When Careers Require Necessary Reinventions
A letter from SFBW’s editor-in-chief Drew Limsky
It was a heartening experience to talk to cover subject Carlos Rosso about his mid-career pivot: He’s 55—a very stylish and charismatic 55—and after being a South Florida fixture as a top executive at the Related Group for two decades, Rosso is finally on his own, as the principal of Rosso Development. After developing some of the region’s most coveted condominium towers under Jorge Perez, Rosso has made a separate splash with the launch of One Park Tower at SoLé Mia and the Standard Residences Midtown Miami, the first of its kind in the world.
The latter, especially, represents a canny and audacious move, with the halo effect of the Standard name sure to garner interest and headlines all over the world. And Rosso is not stopping at South Florida; he’s also developing Lake Hue Residences, Lodge and Marina, in Bariloche, in Patagonia, an especially scenic region of Argentina.
Like many others, Rosso was impacted by the COVID-19 pandemic in the sense that the profound disruption caused him to reassess what was important in his life: family and independence—and fun. “I’m really trying to enjoy myself during this next phase,” he told SFBW. “At the end of the day, quality of life is the most important thing.”

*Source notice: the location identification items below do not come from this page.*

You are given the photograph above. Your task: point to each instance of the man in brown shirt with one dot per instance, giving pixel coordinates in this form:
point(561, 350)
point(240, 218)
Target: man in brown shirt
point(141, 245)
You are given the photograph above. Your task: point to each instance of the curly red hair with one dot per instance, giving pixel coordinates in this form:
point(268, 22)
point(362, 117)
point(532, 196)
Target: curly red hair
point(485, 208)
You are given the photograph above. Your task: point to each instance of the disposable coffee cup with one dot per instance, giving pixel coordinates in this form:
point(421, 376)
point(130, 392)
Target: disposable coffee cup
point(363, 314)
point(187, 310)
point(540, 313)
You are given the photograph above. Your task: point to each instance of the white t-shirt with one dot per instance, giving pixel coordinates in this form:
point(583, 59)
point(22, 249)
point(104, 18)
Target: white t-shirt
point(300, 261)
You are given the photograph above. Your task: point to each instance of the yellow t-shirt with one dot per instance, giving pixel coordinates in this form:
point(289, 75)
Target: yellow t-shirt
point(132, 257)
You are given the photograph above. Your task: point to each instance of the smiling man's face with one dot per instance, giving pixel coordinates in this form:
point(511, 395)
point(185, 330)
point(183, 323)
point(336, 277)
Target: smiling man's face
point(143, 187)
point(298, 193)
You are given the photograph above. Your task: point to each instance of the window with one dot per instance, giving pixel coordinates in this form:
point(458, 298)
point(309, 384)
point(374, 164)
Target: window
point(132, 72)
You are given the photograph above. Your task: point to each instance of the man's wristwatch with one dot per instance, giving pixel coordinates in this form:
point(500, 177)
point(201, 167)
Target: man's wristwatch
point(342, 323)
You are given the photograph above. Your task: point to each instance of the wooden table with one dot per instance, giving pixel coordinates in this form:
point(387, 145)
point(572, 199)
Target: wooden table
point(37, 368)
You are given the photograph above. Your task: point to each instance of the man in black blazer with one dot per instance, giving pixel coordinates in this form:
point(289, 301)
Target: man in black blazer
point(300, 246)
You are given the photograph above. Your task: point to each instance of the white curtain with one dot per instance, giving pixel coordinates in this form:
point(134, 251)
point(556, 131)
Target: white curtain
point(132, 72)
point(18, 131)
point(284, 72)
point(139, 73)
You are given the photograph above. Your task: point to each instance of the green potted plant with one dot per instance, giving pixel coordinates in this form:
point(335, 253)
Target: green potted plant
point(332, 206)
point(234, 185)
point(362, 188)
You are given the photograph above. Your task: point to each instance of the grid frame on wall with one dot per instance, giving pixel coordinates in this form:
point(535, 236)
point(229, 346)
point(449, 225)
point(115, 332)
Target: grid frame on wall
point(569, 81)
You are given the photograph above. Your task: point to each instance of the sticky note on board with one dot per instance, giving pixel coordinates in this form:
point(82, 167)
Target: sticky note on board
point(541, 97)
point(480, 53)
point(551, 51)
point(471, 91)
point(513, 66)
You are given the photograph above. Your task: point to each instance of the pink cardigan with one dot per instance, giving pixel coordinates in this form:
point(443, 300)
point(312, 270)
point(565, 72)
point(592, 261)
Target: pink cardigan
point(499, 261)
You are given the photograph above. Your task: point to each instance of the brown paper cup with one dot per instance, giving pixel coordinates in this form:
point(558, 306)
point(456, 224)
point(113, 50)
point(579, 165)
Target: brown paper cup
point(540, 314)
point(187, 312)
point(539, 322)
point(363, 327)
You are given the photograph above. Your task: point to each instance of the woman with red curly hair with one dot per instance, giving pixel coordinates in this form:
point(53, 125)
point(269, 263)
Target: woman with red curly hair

I remember going to a lawn party in affluent Connecticut a year ago, expecting the well-heeled guests to want to return to 2019. It was a traditional setting and a wealthy corporate crowd. But to my surprise, phrases like “quality of life” and “a better lifestyle” and “I’m done with that” started bubbling up from the conversations. It was then I realized that a profound communal shift had taken place in the country’s professional class.
This seismic shift was exemplified by so many conversations over the past year, one of the most recent when I was at the Standard Spa in Miami Beach. I met a guy named Aaron Chan, who headlines our Agenda department in this issue. It turned out that Aaron is a health care expert from Boston, part of the Great Migration to South Florida. Though his industry is very different from Carlos Rosso’s, he, too felt a necessary reinvention was in order. So, this registered nurse who specialized in hospice care and post-transplant care made a change, in more ways than one. He embraced his entrepreneurial talents and launched a medical startup; then when the pandemic seemed unending and he realized he could live anywhere, Chan moved to Edgewater and now carries his laptop and his mini-Bernedoodle Doods to the Standard Spa and the 1 Hotel to work and network. He wants to launch a podcast to highlight Miami’s entrepreneurial movement.
I didn’t ask Aaron if quality of life is the most important thing. I already know.